Good access control keeps your data safe, your auditors happy, and your users productive. Business Central (BC) gives you flexible building blocks—users, permission sets, user groups, and security filters—to implement least-privilege access without slowing the business down.

Quick glossary

  • User: A person (or app) authenticated via Microsoft Entra ID (Azure AD) who can sign in to BC.

  • Permission set: A named bundle of table/data permissions (Read, Insert, Modify, Delete, Execute). Comes from the system, Microsoft/ISV extensions, or your tenant.

  • User group: A reusable container of permission sets, assignable to many users at once (optionally scoped by company).

  • Security filter: A record-level filter (by table/field) attached to a permission set to limit which rows a user can see or change.

  • Entitlement: License-level rights the tenant inherits from your BC license; not editable by admins.

  • Profile (Role Center): UI layout and role experience—not security. Helpful for UX, but separate from permissions.

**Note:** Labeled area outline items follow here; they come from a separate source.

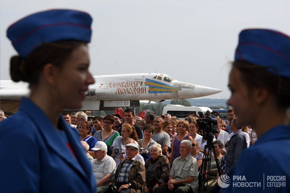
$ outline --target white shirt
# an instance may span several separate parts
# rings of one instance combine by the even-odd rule
[[[221,131],[219,132],[219,136],[218,136],[218,138],[216,139],[215,135],[213,136],[213,137],[215,139],[216,139],[217,140],[220,140],[222,141],[223,145],[222,150],[225,152],[226,153],[227,151],[226,150],[225,148],[225,142],[230,140],[230,135],[228,133],[228,132],[225,131],[222,129],[221,129]]]

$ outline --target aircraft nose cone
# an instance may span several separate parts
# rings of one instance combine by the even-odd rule
[[[223,91],[210,87],[199,85],[194,85],[187,88],[180,88],[178,90],[178,96],[181,98],[191,98],[205,96],[216,94]]]

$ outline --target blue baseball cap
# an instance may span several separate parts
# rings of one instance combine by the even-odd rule
[[[290,37],[270,29],[243,30],[240,34],[235,59],[264,67],[274,74],[290,78]]]
[[[46,42],[73,40],[89,42],[92,19],[79,11],[50,10],[30,15],[11,25],[7,36],[22,58]]]

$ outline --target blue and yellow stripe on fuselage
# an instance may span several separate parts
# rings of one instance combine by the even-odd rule
[[[146,79],[145,86],[148,86],[148,91],[150,93],[171,93],[172,92],[177,92],[178,91],[178,88],[174,88],[172,86],[149,78]]]

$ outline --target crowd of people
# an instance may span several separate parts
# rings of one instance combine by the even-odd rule
[[[290,37],[241,32],[229,77],[233,109],[227,124],[218,112],[205,115],[216,121],[210,140],[195,113],[179,120],[148,111],[143,120],[127,109],[124,117],[92,122],[82,111],[60,116],[81,108],[95,82],[89,70],[92,21],[83,11],[53,9],[8,28],[17,52],[11,79],[28,83],[30,93],[15,115],[0,110],[2,191],[191,192],[198,185],[207,192],[290,192]],[[270,113],[274,118],[267,119]],[[221,188],[217,179],[224,174],[232,181]],[[263,175],[270,185],[261,186]],[[236,185],[237,176],[244,185]]]
[[[207,192],[217,192],[219,174],[213,151],[221,174],[228,174],[241,152],[257,139],[250,126],[237,124],[234,109],[227,113],[230,116],[225,125],[219,112],[206,115],[217,123],[210,151],[204,148],[207,142],[199,128],[200,119],[194,113],[180,120],[169,114],[156,116],[151,111],[143,119],[135,117],[130,108],[124,111],[125,119],[113,113],[88,120],[82,111],[62,115],[78,133],[91,162],[98,192],[110,192],[111,184],[124,192],[162,192],[174,188],[177,192],[194,192],[198,190],[199,174],[204,173],[203,183],[199,185],[205,186]],[[201,170],[203,159],[210,158],[210,167],[204,166]]]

The building blocks (and where to find them)

Use Tell Me (Alt+Q) to jump to these pages:

  • Users – create/enable/disable users; set company-by-company defaults and time zones.

  • Permission Sets – create, copy, record, and maintain permissions.

  • User Groups – bundle permission sets; assign to users by company.

  • Effective Permissions – analyze a user’s final access across all sources.

  • Change Log – audit who changed what, where.

  • Sessions – see who’s currently connected and end stale sessions.

A secure, scalable setup in 7 steps

1) Prepare identity & licenses

  • Manage identities in Microsoft 365 / Entra ID. Enforce MFA with Conditional Access.

  • Assign appropriate Business Central licenses (e.g., Essentials, Premium, Team Members) before inviting users to BC.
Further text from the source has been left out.